Soulaïmane Jamili a été tué par un métro à la station Osseghem le 21 février dernier. - © Belga

La famille de Soulaïmane Jamili, l'adolescent de 15 ans tué par un métro à la station Osseghem le 21 février dernier, a annoncé mercredi qu'elle avait introduit une plainte avec constitution de partie civile pour homicide involontaire. Selon la famille, le jeune homme a paniqué parce qu'il avait été "traité comme un criminel" lors d'un contrôle policier. Les premiers éléments de l'enquête faisaient état d'un probable suicide mais cette version est contestée par les proches de la victime, décrite comme un "enfant joyeux et sans histoire".

La famille de Soulaïmane réclame des devoirs d'enquête supplémentaires portant notamment sur l'audition des deux jeunes présents au moment des faits et d'un témoin de coups assénés à Soulaïmane, ainsi que sur l'enregistrement de la bande son des caméras de vidéosurveillance de la Stib.

"Il y a trois mois, Soulaïmane est décédé tragiquement en se rendant chez lui après l'école. Sa mort s'est produite à la suite de l'intervention brutale et invraisemblable d'agents de sécurité de la Stib et de policiers sur le quai du métro Osseghem, où il jouait avec des camarades d'école", a indiqué Youssef Archich, l'oncle de Soulaïmane.

"Immédiatement après le décès de Soulaïmane, les services police se sont rendus au domicile des parents et les ont informés de son décès, en soutenant qu'il s'était suicidé en se jetant sur les voies du métro après un contrôle de police. Les deux jeunes qui ont également été contrôlés aux côtés de Soulaïmane ont dénoncé cette version", a-il-ajouté.

Selon Youssef Archich, le Service d'Aide aux Victimes a permis aux proches de l'adolescent de visionner les images de vidéosurveillance provenant de la station Osseghem, le 8 avril dernier. "Les images provenant de la camera sur laquelle l'intégralité de la scène est visible n'ont toutefois pas pu être visionnées car la séquence entre 14h08 et 14h19 n'a pas pu être vue.

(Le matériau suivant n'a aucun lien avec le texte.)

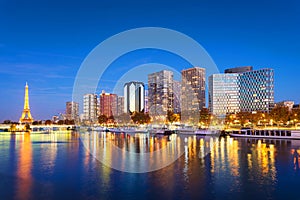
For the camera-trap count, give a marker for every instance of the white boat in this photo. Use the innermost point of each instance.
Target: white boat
(100, 128)
(208, 132)
(161, 131)
(128, 130)
(186, 130)
(272, 134)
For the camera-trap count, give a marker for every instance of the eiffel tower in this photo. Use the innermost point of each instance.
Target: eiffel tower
(26, 115)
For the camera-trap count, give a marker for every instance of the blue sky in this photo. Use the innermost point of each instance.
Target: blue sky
(45, 42)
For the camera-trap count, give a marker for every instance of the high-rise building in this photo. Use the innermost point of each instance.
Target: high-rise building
(257, 90)
(160, 94)
(134, 97)
(90, 108)
(192, 92)
(72, 111)
(224, 94)
(239, 70)
(120, 107)
(146, 102)
(108, 104)
(177, 96)
(241, 89)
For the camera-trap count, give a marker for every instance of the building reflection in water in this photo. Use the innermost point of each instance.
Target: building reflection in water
(24, 168)
(296, 159)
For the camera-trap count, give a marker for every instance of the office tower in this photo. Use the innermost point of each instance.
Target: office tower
(289, 104)
(160, 91)
(108, 104)
(90, 107)
(257, 90)
(120, 107)
(177, 96)
(224, 94)
(238, 70)
(241, 89)
(134, 97)
(192, 93)
(146, 101)
(26, 115)
(72, 111)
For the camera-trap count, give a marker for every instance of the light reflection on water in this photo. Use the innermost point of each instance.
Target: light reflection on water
(57, 166)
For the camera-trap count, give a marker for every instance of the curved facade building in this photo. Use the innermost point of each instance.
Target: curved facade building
(134, 97)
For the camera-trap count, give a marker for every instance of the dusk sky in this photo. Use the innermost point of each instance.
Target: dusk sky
(45, 42)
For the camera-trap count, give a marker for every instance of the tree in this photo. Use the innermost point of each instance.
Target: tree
(35, 123)
(140, 118)
(205, 116)
(102, 119)
(48, 122)
(111, 119)
(280, 114)
(172, 117)
(7, 121)
(123, 118)
(27, 127)
(13, 128)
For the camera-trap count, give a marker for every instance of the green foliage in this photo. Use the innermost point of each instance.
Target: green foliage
(48, 122)
(123, 118)
(13, 128)
(280, 114)
(7, 121)
(27, 127)
(205, 116)
(172, 117)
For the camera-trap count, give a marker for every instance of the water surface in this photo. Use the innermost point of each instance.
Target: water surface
(58, 166)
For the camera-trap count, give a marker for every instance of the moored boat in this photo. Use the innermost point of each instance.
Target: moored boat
(274, 134)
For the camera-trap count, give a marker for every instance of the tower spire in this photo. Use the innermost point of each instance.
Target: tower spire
(26, 115)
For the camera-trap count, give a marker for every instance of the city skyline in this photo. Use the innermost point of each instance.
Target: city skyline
(48, 56)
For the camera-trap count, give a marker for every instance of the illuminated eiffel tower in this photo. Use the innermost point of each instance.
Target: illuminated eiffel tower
(26, 115)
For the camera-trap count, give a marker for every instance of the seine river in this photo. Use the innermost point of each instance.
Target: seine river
(69, 166)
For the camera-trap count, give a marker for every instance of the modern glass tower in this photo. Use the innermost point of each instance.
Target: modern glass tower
(134, 97)
(241, 89)
(90, 108)
(108, 104)
(72, 111)
(257, 90)
(160, 93)
(192, 93)
(224, 94)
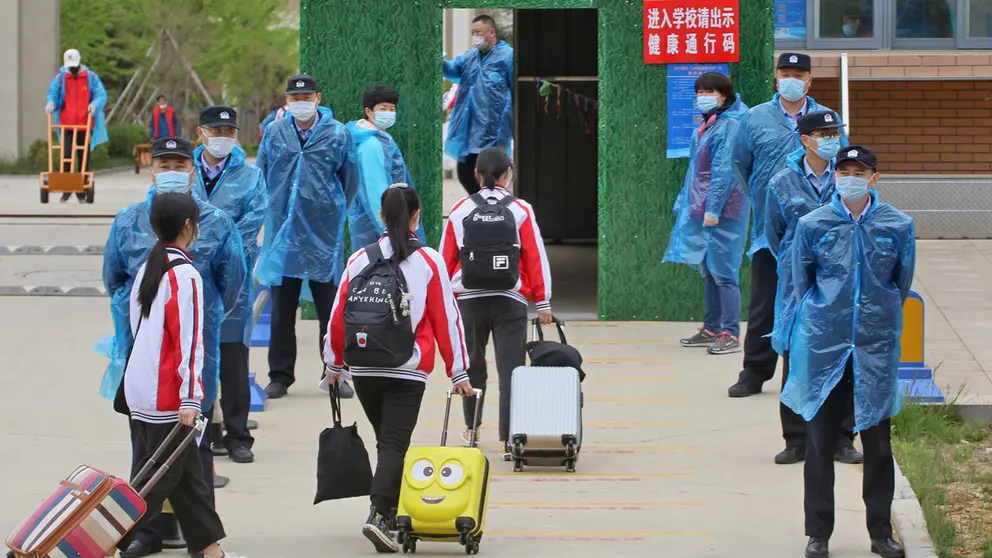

Force est de constater que ces onze minutes manquantes correspondent à la période durant laquelle les agents de police ont procédé à la fouille corporelle, ainsi qu'à la fouille des effets des adolescents", a-t-il ajouté.

Ces 11 minutes manquantes permettraient, selon la famille de la victime, d'établir que les adolescents ont été interpellés de manière musclée par les forces de l'ordre. Elle estime également que le contrôle s'est effectué en dépit des règles de sécurité élémentaires.

Une marche en la mémoire de Soulaïmane Jamili, partant de la station de métro Osseghem et s'achevant devant le Palais de justice, est prévue ce mercredi à 14h00.